Sunshine Publishing House, Bombay, 1926.
Price Rs. 2. 12.
My friend Palme Dutt has at last started the right type of political literature for India. The European reader has hitherto looked in vain to have a proper perspective of Indian political demands and leadership that can intelligently explain the wondrous phenomenon of a country of 320 million people unwillingly submitting to a foreign rule that scarcely maintains 100,000 foreign troops in India. Palme Dutt explains in his book how it is done, and why it has been possible. To make it a complete guide, I should have liked to see some telling statistical tables added as appendix. However, there are sufficient figures quoted by the author in the contents of the book to prove his case.
For forty years my Indian compatriots have struggled for “freedom,” all the time marching in the wrong lane. They were seriously following the advice and teachings of their masters in the hope of thereby discovering a way to defeat and overthrow the masters! It was not any genuine native assemblage of Indians that developed into the Indian National Congress. The entire concept of the first Congress was official and British, though the personnel was Indian. It was Lord Dufferin, the reputed diplomat of Imperial Britain, the Viceroy of India, and the Conqueror of Burmah, who first devised the scheme of a “safety valve” for periodical escapement of anglicised Indian opinion, as political ebullitions of a western type were bound to bubble in the hearts of English educated Indians who were necessary to act as handmaids of British Imperialism in India, where numerically the British were badly handicapped.
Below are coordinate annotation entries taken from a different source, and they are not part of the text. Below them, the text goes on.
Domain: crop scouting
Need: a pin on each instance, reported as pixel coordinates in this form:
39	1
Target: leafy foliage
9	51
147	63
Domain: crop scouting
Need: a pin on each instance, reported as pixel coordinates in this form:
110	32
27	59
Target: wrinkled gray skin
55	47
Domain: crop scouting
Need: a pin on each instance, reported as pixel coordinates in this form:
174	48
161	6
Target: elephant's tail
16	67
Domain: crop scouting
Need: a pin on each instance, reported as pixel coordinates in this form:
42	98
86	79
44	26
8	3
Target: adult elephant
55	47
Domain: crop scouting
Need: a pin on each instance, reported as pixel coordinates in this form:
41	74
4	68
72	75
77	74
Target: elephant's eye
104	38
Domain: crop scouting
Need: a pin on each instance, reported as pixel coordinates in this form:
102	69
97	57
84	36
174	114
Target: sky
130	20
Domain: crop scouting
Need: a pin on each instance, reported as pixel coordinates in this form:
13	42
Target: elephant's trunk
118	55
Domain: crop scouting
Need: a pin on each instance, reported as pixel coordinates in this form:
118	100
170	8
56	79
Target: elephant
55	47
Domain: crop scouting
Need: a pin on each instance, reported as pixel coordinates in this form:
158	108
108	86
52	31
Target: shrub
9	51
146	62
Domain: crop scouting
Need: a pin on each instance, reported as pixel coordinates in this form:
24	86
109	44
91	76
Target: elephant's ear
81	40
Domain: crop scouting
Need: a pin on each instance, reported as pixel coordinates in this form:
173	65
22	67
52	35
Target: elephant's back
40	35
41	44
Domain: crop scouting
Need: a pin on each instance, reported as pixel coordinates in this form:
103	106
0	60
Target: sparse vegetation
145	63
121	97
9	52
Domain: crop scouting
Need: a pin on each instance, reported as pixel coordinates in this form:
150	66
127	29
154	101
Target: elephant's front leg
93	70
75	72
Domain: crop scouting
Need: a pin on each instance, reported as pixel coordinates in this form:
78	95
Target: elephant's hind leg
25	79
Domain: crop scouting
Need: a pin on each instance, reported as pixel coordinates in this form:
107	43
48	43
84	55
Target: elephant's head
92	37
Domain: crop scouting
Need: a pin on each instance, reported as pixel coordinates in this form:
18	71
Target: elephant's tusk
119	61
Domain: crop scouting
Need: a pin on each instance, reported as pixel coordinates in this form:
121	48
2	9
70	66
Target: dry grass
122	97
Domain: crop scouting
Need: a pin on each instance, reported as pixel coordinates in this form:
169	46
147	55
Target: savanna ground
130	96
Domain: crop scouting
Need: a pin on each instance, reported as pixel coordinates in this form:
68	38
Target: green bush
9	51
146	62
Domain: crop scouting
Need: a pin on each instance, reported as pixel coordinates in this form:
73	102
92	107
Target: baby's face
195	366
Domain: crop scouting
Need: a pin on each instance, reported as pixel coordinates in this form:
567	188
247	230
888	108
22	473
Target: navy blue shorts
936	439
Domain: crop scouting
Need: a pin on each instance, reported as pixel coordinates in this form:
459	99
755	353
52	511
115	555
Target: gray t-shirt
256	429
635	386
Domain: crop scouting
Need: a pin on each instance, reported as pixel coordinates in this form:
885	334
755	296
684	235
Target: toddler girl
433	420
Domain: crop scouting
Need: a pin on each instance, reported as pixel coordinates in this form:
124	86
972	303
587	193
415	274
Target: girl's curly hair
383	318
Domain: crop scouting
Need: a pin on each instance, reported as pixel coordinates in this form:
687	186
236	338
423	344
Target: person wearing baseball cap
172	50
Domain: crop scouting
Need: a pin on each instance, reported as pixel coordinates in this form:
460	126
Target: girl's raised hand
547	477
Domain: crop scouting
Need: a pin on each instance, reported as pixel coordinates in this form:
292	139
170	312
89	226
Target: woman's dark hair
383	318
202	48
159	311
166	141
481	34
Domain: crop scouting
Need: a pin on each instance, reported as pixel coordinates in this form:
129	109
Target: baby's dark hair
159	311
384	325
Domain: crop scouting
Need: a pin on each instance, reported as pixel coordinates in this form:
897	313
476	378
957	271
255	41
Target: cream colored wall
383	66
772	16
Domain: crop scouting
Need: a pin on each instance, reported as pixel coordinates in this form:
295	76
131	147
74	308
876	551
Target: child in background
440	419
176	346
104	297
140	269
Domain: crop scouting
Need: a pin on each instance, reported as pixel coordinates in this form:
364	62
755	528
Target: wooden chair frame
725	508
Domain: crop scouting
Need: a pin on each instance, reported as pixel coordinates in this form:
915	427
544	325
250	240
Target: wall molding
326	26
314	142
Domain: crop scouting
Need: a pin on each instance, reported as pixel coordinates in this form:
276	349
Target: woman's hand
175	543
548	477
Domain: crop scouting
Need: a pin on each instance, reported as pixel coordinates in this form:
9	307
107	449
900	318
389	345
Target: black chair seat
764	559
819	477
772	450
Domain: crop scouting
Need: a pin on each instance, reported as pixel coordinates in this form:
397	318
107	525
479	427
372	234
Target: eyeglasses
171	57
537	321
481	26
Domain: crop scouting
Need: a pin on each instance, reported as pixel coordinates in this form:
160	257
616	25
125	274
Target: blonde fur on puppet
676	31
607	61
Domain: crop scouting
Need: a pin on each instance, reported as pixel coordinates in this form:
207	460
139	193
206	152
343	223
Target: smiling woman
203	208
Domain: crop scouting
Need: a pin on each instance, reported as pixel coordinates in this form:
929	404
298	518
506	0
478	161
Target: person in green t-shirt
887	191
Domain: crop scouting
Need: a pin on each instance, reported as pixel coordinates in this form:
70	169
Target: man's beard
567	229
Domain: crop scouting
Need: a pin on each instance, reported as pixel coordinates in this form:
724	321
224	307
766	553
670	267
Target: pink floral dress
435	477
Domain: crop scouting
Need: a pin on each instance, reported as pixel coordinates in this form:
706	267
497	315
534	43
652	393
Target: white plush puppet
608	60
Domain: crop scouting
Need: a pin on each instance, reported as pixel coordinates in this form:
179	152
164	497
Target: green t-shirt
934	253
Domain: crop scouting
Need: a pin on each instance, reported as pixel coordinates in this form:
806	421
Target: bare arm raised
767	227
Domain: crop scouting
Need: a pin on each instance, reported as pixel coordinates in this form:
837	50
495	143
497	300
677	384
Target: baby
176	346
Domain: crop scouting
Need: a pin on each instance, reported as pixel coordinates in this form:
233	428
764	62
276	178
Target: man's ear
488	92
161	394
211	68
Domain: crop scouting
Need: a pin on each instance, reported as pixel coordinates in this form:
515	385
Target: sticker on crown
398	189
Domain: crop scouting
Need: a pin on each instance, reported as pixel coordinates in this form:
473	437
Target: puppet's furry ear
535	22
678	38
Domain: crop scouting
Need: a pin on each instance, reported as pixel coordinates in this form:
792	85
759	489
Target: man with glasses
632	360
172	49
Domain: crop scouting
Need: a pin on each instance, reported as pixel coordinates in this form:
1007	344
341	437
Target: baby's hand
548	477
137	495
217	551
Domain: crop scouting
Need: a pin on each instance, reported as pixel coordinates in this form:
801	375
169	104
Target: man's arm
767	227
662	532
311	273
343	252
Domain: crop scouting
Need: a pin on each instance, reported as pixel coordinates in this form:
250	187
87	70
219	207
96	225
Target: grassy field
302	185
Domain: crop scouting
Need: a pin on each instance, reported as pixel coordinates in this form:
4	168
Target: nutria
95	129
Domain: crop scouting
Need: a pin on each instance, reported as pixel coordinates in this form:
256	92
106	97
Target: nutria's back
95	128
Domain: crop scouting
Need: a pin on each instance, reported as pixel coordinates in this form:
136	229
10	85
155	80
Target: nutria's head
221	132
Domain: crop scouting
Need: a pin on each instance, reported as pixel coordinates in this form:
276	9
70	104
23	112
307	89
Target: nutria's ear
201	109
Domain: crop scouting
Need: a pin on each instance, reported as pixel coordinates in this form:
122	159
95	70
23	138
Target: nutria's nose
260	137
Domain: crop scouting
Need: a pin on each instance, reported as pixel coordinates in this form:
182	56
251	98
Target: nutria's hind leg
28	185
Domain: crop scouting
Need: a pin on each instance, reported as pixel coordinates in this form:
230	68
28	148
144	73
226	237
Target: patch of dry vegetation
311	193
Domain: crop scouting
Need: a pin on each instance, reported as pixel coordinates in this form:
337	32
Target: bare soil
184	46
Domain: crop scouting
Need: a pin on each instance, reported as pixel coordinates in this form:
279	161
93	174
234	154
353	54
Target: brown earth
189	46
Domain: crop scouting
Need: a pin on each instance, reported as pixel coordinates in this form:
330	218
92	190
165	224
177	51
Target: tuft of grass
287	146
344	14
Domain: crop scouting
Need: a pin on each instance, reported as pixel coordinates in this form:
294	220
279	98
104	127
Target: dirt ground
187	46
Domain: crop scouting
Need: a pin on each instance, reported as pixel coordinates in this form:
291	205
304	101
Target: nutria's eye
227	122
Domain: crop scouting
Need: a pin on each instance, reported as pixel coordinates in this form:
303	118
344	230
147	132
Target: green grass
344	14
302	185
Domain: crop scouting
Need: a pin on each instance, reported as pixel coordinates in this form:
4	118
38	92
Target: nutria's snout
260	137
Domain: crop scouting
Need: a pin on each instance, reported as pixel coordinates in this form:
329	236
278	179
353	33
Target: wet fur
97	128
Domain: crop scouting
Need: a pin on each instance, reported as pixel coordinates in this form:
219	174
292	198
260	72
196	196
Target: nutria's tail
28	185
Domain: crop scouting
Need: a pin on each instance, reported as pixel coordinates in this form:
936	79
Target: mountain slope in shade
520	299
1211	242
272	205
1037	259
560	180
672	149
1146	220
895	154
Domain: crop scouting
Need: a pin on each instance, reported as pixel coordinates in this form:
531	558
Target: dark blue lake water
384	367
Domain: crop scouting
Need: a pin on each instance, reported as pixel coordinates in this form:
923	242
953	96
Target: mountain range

Lord Dufferin discussed his plan with David Hume who “enjoyed the confidence” of Indian public men, and thus the Indian (?) National Congress was conceived and its first session was held. From time to time other members of Imperial Bureaucracy who “won public confidence,” such as Sir Henry Cotton and Sir William Wedderburn; Mr. Yale (a Calcutta merchant), and Mr. Norton, a Madras barrister, remained for years as guiding heads of the Indian Congress.
All the early Congress resolutions are pitiable attempts to apply the doctrines of Macaulay, Bright or Adam Smith to India in order to uplift her peasantry and teeming millions whose average income per head barely reached three halfpence per day! The Congress took pride in the British National Anthem, every fresh University graduate with a touch of political ambition had a walkover seat in its annual session, as a “delegate” from somewhere, where the people of “somewhere” were never troubled to elect any delegate. The presidential speeches, invariably read out and not delivered, and lasting over two or, three hours with considerable oratorical gifts, were amazing annual performances of attempts at reconciling the assertion of British Rule in India as the hand of Divine Providence for the ultimate uplifting of humanity in the whole world, with a list of grievances arising out of the “satanical” rule of a foreign and unfeeling oppressor.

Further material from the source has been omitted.